Stinky seaweed plagues Florida beaches

 Tuesday, July 11, 2023

Florida beachgoers can rejoice as the stinky seaweed problem that plagued the state’s iconic beaches this spring has significantly decreased. The Great Atlantic Sargassum Seaweed Belt, which emitted a foul odour reminiscent of rotten eggs and released toxic gases upon reaching the shore, has shrunk by 75% in the Gulf of Mexico, according to scientists from the University of South Florida’s Optical Oceanography Lab.

During April, the seaweed reached a record-breaking level with scientists identifying 3 million tons of sargassum in the Caribbean Sea. However, last month’s decrease in the Gulf of Mexico exceeded expectations, with very little sargassum found along Florida’s east coast and the Straits of Florida.

Chuanmin Hu, a professor of optical oceanography, stated that such a drastic decrease at this time of year has never occurred in history. Typically, sargassum in Florida starts declining in July and is mostly gone by September. However, Hu predicts that the sargassum season for Florida is likely over for this year.

The seaweed that lands on Florida beaches originates from the Gulf of Mexico and the western Caribbean, but those source regions are also experiencing minimal sargassum. Although small amounts of the seaweed may still wash up on Florida beaches, they are not expected to present significant problems.

The reasons for the decrease in sargassum are complex and influenced by factors such as changes in nutrients, rainfall, and wind conditions. Speculations point to stronger-than-average winds in the Caribbean Sea and the Gulf of Mexico, which may have caused the sargassum to dissipate into smaller clumps or sink to the ocean floor.

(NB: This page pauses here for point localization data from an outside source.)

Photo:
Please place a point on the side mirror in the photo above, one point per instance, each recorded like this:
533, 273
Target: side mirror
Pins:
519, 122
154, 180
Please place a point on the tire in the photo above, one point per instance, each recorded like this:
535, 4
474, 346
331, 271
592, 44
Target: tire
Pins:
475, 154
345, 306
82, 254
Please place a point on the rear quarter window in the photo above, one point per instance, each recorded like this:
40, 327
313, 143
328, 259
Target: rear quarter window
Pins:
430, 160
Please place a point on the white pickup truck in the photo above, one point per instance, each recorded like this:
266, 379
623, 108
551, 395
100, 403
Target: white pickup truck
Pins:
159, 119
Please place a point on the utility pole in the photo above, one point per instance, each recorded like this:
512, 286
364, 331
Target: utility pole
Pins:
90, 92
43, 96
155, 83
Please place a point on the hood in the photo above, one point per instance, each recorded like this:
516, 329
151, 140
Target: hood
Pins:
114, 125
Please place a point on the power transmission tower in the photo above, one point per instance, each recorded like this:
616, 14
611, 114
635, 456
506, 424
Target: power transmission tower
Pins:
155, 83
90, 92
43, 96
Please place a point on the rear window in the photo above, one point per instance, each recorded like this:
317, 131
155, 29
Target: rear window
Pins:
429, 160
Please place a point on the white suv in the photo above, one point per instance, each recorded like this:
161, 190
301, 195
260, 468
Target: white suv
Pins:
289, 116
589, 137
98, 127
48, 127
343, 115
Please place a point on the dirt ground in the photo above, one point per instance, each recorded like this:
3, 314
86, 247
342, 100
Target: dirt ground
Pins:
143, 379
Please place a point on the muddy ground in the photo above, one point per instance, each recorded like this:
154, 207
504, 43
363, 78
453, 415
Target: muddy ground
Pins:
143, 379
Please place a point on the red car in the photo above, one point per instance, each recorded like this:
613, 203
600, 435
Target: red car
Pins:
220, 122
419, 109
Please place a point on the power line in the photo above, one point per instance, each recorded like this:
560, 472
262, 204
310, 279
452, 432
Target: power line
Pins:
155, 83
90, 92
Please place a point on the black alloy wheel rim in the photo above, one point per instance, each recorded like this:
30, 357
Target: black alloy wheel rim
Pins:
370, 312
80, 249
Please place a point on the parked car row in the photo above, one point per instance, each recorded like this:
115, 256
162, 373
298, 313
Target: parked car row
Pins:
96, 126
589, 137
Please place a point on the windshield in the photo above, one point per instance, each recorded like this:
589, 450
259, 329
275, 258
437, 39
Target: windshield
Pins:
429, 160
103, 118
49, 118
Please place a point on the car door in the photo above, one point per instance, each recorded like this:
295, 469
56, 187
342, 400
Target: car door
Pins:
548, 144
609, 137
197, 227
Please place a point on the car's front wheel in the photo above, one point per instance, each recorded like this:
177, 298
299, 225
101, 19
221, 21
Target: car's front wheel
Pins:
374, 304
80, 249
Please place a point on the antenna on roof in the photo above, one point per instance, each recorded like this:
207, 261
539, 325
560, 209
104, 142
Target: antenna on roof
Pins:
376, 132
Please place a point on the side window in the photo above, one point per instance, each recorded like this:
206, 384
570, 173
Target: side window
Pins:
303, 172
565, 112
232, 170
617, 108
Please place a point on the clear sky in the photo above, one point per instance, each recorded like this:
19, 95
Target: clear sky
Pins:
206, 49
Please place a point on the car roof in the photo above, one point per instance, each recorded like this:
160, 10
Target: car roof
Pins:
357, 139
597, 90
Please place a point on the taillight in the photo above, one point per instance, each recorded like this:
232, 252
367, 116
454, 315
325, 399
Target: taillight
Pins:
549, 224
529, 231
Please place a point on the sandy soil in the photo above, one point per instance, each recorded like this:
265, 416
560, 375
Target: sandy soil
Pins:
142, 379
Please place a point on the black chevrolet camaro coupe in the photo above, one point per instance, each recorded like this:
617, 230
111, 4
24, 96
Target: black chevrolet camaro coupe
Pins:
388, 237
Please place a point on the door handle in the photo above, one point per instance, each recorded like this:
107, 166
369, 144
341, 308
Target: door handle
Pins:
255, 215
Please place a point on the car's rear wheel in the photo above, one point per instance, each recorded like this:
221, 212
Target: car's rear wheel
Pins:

While Florida celebrates clean beaches, the eastern Caribbean is likely to continue experiencing significant amounts of sargassum. In June, the seaweed was primarily found around the Lesser Antilles and along the southern coasts of Hispaniola, Jamaica, and Puerto Rico.

Sargassum, a type of brown algae consisting of over 300 species, forms annual blooms in the Atlantic Ocean. In its oceanic habitat, it serves as a food source and habitat for various marine organisms. However, when it accumulates on beaches, it poses problems for humans and other species. The decaying seaweed releases hydrogen sulfide, a toxic gas that can cause respiratory issues. It also contains arsenic, making it hazardous to ingest or use as fertilizer.

Large accumulations of sargassum can create “dead zones” by depleting oxygen levels and destroying nursery habitats for fisheries. Removing the seaweed is a challenging task that can cost millions of dollars, and efforts to remove it must be careful to avoid harming sea turtle eggs.

The decrease in the mass of stinky seaweed is good news for Florida residents and tourists, allowing them to enjoy cleaner and more pleasant beach experiences.